We've found a serious issue with the current implementation of loop predication. The current implementation relies on SCEV and this turned out to be problematic. To fix the problem we had to rework the pass substantially. We have had the reworked implementation in our downstream tree for a while. This is the initial patch of the series of changes to upstream the new implementation.
The problem.
Consider the loop:
for (int i = b; i != e; i++) guard(i u< len)

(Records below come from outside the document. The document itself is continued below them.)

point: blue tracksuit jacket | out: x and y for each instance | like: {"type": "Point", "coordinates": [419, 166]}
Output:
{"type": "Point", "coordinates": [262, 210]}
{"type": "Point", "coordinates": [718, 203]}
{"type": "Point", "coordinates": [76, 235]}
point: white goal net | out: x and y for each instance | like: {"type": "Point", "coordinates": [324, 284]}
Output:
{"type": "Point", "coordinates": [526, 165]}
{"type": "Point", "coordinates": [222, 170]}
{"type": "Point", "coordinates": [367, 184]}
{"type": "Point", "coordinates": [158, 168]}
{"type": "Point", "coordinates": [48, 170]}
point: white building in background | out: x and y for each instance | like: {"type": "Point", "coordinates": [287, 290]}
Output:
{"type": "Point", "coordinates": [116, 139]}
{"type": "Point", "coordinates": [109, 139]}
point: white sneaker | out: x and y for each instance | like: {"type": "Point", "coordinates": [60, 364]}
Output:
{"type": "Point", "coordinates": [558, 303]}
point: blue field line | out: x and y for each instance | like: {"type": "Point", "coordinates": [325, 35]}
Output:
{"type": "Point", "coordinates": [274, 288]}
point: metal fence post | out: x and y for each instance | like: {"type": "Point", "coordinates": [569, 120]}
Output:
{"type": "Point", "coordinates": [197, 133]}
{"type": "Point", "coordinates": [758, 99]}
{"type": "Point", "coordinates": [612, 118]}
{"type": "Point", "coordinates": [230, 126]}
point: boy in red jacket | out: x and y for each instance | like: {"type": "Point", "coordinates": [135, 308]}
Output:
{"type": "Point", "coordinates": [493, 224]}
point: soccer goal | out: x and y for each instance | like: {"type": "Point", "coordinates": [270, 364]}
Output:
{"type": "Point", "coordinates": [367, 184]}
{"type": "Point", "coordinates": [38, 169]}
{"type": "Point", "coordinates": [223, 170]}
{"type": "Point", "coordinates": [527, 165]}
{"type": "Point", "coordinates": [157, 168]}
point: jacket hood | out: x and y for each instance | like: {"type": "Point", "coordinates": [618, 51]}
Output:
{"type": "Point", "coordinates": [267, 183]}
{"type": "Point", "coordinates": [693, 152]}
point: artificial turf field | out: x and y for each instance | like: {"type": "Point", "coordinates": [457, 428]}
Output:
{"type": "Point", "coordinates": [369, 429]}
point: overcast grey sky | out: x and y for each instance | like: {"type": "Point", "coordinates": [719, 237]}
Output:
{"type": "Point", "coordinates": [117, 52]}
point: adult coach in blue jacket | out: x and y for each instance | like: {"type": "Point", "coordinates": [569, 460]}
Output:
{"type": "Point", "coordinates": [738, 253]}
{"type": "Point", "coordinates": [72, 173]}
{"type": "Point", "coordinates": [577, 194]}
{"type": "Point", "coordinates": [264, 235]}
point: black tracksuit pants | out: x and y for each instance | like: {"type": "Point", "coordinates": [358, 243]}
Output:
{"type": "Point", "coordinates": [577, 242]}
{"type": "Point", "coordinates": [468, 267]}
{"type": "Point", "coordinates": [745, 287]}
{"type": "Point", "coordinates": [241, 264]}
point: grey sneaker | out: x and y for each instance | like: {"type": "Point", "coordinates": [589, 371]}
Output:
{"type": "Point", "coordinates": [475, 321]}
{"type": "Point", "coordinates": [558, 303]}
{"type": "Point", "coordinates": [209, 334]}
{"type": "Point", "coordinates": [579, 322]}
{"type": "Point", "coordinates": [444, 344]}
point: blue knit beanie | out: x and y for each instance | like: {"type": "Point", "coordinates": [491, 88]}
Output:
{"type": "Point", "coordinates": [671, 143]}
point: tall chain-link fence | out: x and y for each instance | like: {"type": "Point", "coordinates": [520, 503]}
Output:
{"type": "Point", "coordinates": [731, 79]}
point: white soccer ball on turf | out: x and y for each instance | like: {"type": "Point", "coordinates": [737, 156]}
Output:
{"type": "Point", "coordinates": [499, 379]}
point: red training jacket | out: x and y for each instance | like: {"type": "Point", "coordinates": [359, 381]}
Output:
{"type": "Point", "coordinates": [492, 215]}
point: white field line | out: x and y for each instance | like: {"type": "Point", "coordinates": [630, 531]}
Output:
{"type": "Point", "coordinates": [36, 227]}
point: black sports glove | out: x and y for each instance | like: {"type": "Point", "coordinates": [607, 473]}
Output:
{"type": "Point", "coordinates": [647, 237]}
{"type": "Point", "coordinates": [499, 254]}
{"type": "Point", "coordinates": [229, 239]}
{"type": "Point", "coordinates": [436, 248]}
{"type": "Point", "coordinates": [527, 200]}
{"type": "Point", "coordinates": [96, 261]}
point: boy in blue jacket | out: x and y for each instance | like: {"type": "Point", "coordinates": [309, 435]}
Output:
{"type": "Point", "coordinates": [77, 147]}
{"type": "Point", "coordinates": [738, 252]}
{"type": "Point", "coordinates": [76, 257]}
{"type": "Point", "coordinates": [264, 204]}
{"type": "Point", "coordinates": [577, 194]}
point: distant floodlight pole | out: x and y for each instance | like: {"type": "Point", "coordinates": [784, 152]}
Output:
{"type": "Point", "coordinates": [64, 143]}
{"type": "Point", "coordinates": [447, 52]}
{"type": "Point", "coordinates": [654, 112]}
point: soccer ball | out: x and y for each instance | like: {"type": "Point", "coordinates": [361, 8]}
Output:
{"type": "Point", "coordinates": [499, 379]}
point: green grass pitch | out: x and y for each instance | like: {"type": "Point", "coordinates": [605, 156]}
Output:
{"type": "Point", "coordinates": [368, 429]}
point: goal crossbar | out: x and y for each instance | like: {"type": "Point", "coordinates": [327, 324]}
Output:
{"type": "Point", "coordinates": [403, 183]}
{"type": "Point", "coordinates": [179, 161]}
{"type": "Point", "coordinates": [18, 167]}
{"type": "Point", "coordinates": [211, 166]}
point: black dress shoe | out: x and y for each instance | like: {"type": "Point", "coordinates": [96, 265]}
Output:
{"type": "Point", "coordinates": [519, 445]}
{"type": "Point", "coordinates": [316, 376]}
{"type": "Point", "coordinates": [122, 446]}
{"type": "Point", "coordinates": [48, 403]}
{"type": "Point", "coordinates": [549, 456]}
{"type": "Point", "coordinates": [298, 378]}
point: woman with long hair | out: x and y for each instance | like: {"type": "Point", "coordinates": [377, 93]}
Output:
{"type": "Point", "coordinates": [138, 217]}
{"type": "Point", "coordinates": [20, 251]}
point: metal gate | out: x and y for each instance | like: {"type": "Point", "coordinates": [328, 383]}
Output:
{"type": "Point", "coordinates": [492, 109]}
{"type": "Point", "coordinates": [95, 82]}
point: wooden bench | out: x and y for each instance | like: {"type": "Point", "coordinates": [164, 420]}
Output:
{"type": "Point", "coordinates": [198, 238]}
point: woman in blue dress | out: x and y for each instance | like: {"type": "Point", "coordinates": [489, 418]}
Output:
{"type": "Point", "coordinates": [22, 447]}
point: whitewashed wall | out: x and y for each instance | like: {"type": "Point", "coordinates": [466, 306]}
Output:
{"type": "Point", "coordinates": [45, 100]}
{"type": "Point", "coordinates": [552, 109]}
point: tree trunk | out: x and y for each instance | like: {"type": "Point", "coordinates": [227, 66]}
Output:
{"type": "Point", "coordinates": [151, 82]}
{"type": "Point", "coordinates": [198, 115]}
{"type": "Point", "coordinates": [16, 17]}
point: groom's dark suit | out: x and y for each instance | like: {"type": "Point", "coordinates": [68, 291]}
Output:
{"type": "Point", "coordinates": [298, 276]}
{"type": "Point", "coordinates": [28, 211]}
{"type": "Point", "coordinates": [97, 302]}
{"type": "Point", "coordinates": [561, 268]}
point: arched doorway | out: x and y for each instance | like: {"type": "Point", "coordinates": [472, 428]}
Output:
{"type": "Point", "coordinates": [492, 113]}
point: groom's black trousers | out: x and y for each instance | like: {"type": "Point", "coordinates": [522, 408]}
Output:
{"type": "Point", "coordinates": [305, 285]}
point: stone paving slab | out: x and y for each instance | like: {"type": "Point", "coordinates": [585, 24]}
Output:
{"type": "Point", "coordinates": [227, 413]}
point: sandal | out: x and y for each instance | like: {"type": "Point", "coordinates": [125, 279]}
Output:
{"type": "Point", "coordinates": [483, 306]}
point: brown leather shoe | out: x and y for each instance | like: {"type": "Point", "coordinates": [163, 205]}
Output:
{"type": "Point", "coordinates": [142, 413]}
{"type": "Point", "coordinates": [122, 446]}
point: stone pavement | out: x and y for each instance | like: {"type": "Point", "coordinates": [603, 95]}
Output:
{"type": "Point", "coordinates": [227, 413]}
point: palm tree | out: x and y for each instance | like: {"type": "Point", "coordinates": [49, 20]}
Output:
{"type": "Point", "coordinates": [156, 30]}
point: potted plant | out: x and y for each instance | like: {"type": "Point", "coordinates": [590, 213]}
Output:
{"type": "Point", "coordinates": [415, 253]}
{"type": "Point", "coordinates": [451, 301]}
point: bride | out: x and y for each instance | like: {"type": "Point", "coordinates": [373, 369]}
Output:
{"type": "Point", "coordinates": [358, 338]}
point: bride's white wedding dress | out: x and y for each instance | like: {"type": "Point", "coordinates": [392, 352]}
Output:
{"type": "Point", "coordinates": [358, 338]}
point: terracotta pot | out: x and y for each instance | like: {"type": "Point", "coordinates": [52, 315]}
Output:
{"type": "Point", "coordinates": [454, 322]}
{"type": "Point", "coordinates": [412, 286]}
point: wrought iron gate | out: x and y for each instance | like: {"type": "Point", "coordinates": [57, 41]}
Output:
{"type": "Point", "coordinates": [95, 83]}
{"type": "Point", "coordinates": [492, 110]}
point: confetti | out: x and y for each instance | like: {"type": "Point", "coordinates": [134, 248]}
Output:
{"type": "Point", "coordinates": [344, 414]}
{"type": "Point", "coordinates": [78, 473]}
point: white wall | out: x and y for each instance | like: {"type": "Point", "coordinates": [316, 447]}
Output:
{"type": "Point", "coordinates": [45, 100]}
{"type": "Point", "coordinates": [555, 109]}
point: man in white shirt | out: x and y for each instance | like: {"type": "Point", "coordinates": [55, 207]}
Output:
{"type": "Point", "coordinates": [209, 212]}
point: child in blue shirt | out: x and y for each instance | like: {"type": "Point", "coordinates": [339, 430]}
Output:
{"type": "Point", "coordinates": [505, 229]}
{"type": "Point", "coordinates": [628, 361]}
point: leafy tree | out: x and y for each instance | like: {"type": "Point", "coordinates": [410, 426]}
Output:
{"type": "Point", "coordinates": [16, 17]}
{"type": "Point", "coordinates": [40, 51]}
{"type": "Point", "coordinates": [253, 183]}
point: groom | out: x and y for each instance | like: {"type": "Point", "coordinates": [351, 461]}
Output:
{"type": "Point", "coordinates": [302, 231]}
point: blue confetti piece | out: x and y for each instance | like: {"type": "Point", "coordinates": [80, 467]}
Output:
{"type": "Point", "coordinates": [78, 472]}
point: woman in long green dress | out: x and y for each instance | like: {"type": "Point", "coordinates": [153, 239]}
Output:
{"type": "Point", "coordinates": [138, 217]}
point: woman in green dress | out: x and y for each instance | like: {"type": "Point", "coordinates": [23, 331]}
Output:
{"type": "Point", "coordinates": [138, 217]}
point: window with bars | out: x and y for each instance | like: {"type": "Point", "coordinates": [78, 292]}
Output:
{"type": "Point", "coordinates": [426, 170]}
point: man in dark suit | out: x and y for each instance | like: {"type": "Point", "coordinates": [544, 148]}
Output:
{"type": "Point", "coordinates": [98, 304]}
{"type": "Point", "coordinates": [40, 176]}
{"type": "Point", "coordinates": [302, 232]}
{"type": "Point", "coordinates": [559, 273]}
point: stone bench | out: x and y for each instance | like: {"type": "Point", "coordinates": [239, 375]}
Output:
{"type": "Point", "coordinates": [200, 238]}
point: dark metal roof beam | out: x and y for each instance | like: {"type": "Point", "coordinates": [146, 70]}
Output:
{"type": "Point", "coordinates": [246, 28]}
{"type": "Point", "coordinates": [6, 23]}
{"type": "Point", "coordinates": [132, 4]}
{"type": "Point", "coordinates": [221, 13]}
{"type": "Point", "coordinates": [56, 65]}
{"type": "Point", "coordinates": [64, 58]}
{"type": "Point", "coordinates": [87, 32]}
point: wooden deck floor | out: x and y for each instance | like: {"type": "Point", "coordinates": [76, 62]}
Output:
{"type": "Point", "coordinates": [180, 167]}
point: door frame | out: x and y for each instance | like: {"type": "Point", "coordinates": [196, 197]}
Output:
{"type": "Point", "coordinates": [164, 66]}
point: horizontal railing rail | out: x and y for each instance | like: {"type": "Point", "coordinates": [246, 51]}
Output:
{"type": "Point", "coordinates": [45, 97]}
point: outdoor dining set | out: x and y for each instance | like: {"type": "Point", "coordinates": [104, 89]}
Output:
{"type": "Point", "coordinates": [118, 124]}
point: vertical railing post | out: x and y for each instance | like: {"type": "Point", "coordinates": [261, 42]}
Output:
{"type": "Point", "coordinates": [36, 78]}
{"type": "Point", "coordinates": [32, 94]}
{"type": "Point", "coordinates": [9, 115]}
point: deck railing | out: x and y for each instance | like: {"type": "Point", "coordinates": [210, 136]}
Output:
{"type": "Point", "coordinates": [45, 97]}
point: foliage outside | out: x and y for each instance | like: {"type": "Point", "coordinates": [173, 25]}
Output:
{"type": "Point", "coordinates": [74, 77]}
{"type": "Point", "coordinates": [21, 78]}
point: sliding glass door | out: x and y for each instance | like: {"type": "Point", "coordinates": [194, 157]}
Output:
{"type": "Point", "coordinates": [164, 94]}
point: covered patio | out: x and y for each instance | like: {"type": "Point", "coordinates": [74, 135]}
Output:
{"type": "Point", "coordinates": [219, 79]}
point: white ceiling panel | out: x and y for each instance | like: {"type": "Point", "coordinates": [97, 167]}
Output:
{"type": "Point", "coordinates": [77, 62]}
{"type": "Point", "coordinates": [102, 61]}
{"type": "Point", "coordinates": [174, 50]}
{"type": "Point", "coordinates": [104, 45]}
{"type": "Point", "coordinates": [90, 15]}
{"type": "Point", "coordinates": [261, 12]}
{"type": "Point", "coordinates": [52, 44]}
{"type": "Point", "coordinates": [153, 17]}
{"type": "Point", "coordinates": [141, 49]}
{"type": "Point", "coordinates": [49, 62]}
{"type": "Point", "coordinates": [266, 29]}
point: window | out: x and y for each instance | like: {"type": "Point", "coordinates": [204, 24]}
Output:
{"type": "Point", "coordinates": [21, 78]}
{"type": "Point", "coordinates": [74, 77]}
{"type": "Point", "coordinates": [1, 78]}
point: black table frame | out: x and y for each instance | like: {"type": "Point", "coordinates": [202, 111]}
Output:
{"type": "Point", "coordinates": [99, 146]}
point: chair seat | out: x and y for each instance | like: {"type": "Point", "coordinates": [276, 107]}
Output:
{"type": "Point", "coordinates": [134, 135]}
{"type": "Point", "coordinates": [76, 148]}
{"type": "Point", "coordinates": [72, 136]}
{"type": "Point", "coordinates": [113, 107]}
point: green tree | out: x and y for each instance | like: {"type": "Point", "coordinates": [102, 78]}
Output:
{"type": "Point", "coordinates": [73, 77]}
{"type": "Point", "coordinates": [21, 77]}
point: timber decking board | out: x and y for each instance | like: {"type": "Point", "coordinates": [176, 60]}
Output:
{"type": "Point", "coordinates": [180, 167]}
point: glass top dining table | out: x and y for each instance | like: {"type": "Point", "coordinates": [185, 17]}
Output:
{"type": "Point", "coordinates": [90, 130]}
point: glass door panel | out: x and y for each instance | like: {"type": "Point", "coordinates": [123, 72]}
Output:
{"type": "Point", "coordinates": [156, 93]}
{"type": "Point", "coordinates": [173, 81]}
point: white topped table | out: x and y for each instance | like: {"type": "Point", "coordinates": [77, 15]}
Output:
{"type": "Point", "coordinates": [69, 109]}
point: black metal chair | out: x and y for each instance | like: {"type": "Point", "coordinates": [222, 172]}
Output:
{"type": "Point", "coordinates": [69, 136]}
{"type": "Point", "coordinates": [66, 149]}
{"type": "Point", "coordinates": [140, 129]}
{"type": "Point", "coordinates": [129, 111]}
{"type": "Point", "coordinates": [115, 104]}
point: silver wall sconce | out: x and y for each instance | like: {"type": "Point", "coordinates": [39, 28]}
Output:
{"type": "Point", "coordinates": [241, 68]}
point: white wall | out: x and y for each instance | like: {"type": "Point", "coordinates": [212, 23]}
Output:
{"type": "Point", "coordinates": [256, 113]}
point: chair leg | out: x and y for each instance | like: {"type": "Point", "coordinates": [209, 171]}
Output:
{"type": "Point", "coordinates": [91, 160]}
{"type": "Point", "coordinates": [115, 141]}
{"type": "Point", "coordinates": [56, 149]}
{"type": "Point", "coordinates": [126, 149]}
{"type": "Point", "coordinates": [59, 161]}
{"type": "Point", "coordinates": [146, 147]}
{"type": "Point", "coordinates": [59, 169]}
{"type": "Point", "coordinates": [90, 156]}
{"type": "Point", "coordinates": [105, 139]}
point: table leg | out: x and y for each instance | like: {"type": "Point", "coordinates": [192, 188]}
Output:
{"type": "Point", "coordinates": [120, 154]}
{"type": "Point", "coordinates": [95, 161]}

The current implementation will ask SCEV if the guard condition is monotonic and if it is will replace the IV in the condition with the value of the IV at the end of the loop. In this loop the increment will be marked as nuw because of the guard. Basing on that SCEV will mark the corresponding add recurrence as nuw, which makes the guard condition monotonic. So, loop predication replaces the guard condition with e <u len condition. This transformation is not correct, for example, the loop is now broken for b = 5, e = 4.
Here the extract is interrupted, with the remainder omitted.